Octopus jokes
What has eight legs and doesnβt rape children?
The Jackson 4.
Why did the Octopus go down the toilet?
Because he had a toilet call in the drain.
How many tickles does it take to tickle an octopus?
Tentacles!
Yo mama so stupid, she joined the Squid Game as a sea life lover because she thought it was a game of whoever catches the most octopuses wins.
What has eight legs and leaves kids alone? The Jackson 4.
What are 8 people hiding in a corner because they're scared?
An octopus.
Why didn't the octopus get a tent? Because it had tentacles.
What do you call an imposter octopus?
Octosus.
Why were the octopi sad?
Ugly 2d big tittied girls kept fucking him idk im a horny 14 year old.
Cousin: Hey, is that an octopus?
Me: Yes, what, it is just an octopus.
Cousin: Oh yeah, ahhhhhhhhhhhhhhhhhhhhhhhhhh! Octopus touch me!

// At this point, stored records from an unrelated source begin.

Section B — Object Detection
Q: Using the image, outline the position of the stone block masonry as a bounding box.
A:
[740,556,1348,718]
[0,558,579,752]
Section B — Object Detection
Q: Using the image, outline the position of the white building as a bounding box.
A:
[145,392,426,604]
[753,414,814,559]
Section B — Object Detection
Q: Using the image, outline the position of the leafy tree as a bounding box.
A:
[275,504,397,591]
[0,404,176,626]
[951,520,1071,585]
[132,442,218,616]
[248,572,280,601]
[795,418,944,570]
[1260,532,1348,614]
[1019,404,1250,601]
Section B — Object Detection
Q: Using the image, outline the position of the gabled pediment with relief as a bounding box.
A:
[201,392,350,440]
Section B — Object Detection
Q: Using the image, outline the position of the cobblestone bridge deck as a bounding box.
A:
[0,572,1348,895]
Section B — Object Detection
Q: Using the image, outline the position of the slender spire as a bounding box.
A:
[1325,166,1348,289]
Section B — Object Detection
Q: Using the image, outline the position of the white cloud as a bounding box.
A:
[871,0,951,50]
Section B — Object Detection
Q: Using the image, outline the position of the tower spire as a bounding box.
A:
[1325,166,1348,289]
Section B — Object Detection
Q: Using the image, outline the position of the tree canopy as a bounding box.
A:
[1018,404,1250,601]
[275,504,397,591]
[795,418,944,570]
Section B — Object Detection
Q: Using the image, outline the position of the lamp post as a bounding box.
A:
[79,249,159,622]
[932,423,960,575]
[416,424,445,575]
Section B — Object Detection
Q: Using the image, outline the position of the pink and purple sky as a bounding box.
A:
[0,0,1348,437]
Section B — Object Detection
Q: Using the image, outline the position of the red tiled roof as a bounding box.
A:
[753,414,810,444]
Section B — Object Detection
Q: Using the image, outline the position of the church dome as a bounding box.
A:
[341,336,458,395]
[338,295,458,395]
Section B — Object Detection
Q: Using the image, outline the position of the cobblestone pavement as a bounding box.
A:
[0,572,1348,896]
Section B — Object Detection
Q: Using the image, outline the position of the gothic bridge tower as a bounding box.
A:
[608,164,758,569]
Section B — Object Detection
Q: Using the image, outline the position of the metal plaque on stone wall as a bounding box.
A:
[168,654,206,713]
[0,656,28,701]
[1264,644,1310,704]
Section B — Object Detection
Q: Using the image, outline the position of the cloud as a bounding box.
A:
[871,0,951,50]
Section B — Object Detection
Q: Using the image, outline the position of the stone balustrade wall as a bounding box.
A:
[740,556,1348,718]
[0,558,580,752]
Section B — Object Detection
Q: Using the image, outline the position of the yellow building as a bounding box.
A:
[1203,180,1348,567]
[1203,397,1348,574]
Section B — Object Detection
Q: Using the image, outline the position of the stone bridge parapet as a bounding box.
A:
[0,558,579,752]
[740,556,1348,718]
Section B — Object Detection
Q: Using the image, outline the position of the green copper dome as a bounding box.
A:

Me: What, it is just one..... ummmmm dad cousin d[id].
What do you call an annoyed octopus?
Octopissy.
What is the difference between a white octopus and a white squid?
A white octopus isn't in the KKK!
What do you feed a group of octopuses for dessert?
Octopie!
What do you call an octopus on land?
A spider, duh!
Why don't heterosexual men want to suck bananas because they taste like octopus and squid?

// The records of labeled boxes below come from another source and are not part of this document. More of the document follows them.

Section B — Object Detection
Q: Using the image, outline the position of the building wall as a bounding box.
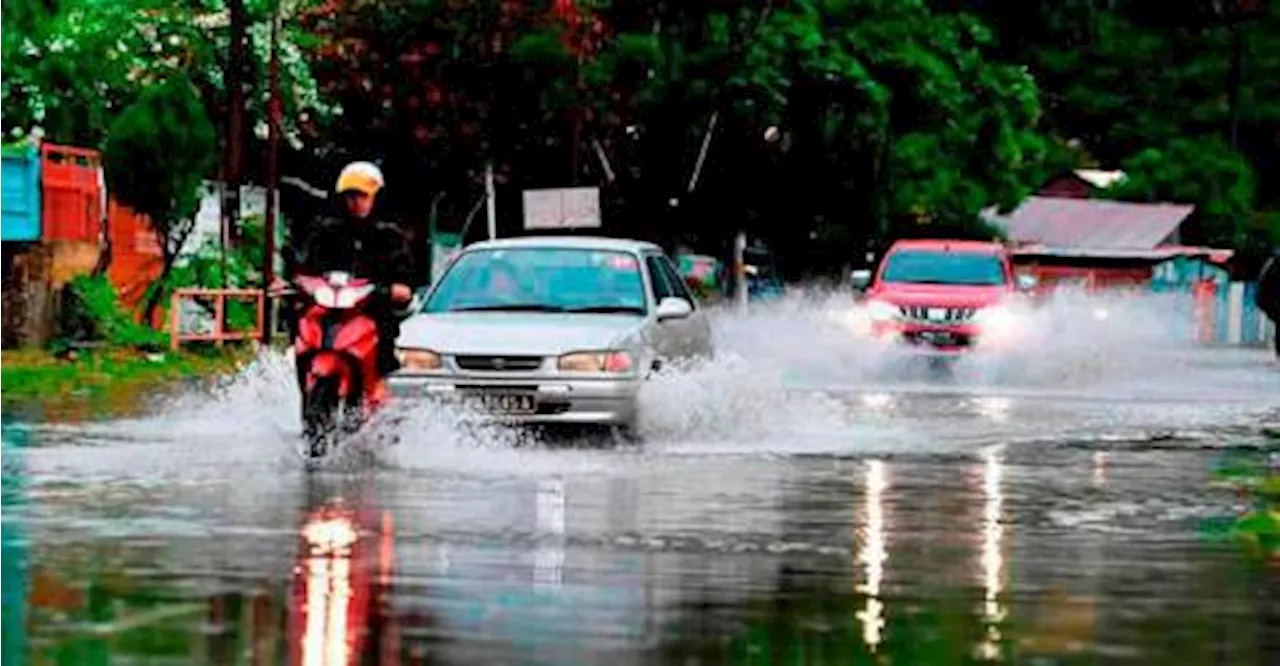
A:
[1016,263,1152,288]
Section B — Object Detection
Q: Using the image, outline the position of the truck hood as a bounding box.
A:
[397,313,644,356]
[867,284,1012,307]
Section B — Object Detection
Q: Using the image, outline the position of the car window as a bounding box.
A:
[881,250,1009,286]
[424,247,648,314]
[644,255,677,304]
[653,256,698,309]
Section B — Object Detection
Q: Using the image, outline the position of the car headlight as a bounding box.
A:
[556,350,635,374]
[867,301,899,321]
[396,348,440,370]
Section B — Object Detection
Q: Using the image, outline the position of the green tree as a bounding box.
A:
[1106,138,1257,247]
[105,74,216,320]
[302,0,1050,272]
[0,0,338,147]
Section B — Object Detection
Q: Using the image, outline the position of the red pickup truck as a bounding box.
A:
[852,240,1036,353]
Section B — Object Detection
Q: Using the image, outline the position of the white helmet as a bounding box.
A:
[334,161,387,196]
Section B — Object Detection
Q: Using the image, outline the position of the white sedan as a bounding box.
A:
[388,237,713,438]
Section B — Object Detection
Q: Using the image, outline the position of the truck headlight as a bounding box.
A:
[867,301,899,321]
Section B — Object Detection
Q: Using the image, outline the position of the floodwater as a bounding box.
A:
[0,288,1280,665]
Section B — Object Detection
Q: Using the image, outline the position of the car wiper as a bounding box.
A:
[564,305,644,315]
[449,304,564,313]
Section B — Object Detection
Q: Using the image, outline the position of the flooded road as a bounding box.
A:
[0,294,1280,665]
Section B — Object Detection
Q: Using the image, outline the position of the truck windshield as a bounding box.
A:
[881,250,1007,286]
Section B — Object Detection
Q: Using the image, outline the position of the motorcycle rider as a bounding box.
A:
[284,161,416,378]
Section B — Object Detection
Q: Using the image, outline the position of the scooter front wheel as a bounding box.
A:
[302,377,342,459]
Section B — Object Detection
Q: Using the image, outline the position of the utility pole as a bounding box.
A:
[262,1,282,345]
[484,161,498,241]
[733,232,748,307]
[220,0,248,259]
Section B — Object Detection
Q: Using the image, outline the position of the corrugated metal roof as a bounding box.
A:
[1010,245,1234,263]
[982,196,1196,250]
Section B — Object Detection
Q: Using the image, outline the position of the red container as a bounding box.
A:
[106,199,164,314]
[40,143,102,242]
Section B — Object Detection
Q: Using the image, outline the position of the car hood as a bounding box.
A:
[398,313,644,356]
[867,284,1012,307]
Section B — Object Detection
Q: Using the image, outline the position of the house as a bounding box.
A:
[1039,169,1125,199]
[983,196,1230,292]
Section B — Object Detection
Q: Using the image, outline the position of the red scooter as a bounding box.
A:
[284,272,387,459]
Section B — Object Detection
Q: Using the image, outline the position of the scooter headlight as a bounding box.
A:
[396,347,440,371]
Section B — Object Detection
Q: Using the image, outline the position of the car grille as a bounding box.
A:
[453,356,543,373]
[899,305,978,324]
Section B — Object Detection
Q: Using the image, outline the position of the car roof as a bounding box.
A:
[466,236,662,254]
[890,238,1005,255]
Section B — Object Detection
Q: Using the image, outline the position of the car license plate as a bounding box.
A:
[920,330,955,345]
[467,391,538,415]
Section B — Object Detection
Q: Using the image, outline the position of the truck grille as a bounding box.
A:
[453,356,543,373]
[899,305,978,324]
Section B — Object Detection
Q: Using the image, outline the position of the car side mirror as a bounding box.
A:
[658,296,694,321]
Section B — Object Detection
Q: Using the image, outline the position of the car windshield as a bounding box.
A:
[424,247,648,314]
[881,250,1006,286]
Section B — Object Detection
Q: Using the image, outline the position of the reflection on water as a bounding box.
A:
[12,448,1267,666]
[534,479,564,590]
[0,418,29,663]
[302,512,360,666]
[858,460,888,652]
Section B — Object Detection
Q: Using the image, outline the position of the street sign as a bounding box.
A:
[524,187,600,231]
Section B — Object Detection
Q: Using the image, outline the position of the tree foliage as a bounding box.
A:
[104,74,216,318]
[0,0,338,147]
[296,0,1048,271]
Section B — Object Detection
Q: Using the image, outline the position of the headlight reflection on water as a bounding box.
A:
[978,450,1005,660]
[302,516,360,666]
[858,460,888,652]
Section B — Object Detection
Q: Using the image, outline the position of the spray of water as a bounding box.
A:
[17,280,1254,473]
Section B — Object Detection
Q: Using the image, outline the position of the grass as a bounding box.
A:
[0,346,253,410]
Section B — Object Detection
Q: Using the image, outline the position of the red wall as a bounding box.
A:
[40,143,102,243]
[106,199,164,314]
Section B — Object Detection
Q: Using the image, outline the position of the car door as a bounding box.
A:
[645,254,710,357]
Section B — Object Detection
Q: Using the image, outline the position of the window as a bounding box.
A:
[424,247,649,315]
[644,255,677,304]
[654,256,698,307]
[881,250,1009,286]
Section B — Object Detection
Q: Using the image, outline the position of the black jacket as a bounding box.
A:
[293,216,417,287]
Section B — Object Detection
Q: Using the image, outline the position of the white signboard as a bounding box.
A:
[525,187,600,231]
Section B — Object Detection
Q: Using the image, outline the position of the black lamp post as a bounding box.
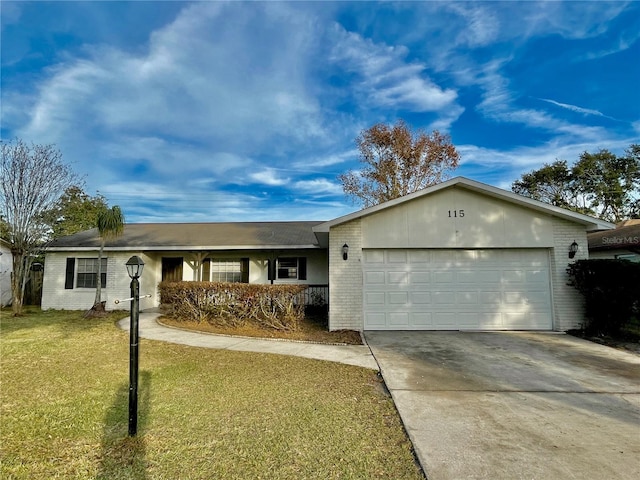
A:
[126,255,144,437]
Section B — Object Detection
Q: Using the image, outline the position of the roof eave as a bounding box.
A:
[47,244,323,252]
[313,177,615,233]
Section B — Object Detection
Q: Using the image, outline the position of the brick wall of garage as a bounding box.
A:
[329,219,364,330]
[329,218,588,331]
[550,218,589,332]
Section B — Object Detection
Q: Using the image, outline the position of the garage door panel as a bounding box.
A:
[409,267,431,285]
[409,250,432,265]
[364,270,384,285]
[409,312,433,329]
[366,312,389,330]
[363,249,552,330]
[387,250,407,263]
[433,312,458,330]
[410,292,431,305]
[479,291,502,308]
[389,312,409,328]
[458,312,480,329]
[363,250,384,265]
[387,272,409,285]
[433,270,455,284]
[456,292,478,307]
[387,292,409,306]
[364,292,385,306]
[433,291,456,306]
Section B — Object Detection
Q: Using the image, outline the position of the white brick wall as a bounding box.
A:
[329,218,588,331]
[329,219,364,330]
[550,219,589,332]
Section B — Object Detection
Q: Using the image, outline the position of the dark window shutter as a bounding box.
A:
[267,259,276,280]
[240,258,249,283]
[298,257,307,280]
[202,258,211,282]
[64,258,76,290]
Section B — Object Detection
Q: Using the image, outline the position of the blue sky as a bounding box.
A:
[0,0,640,222]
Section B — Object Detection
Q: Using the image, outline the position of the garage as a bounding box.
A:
[314,177,613,331]
[363,249,552,330]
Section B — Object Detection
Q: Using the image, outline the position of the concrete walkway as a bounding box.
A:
[366,331,640,480]
[118,312,378,370]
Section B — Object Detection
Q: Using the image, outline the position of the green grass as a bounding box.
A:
[0,310,423,480]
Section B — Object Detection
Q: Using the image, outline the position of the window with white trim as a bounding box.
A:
[76,258,107,288]
[203,258,249,283]
[276,257,307,280]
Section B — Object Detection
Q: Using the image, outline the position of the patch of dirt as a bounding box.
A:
[158,316,362,345]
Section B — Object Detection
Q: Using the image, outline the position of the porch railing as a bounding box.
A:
[301,285,329,307]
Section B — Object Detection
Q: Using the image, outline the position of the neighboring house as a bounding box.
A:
[0,238,13,307]
[42,177,614,331]
[588,219,640,262]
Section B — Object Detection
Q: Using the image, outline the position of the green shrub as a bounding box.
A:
[159,282,306,331]
[567,259,640,335]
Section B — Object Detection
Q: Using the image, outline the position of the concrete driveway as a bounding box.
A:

Why don't heterosexual π¨ π¨ π¨ π¨ π¨ π¨ π¨ suck a π because π π π π π π π tastes like π?
Why does a penis taste like octopus π?
Stupid question π π even the catholic church βͺ π knows that one.
What sea creature can add up? A octoplus.
What's a kind of cat that lives in the water? Octopus.
What do you call a female octopus? An octopussy.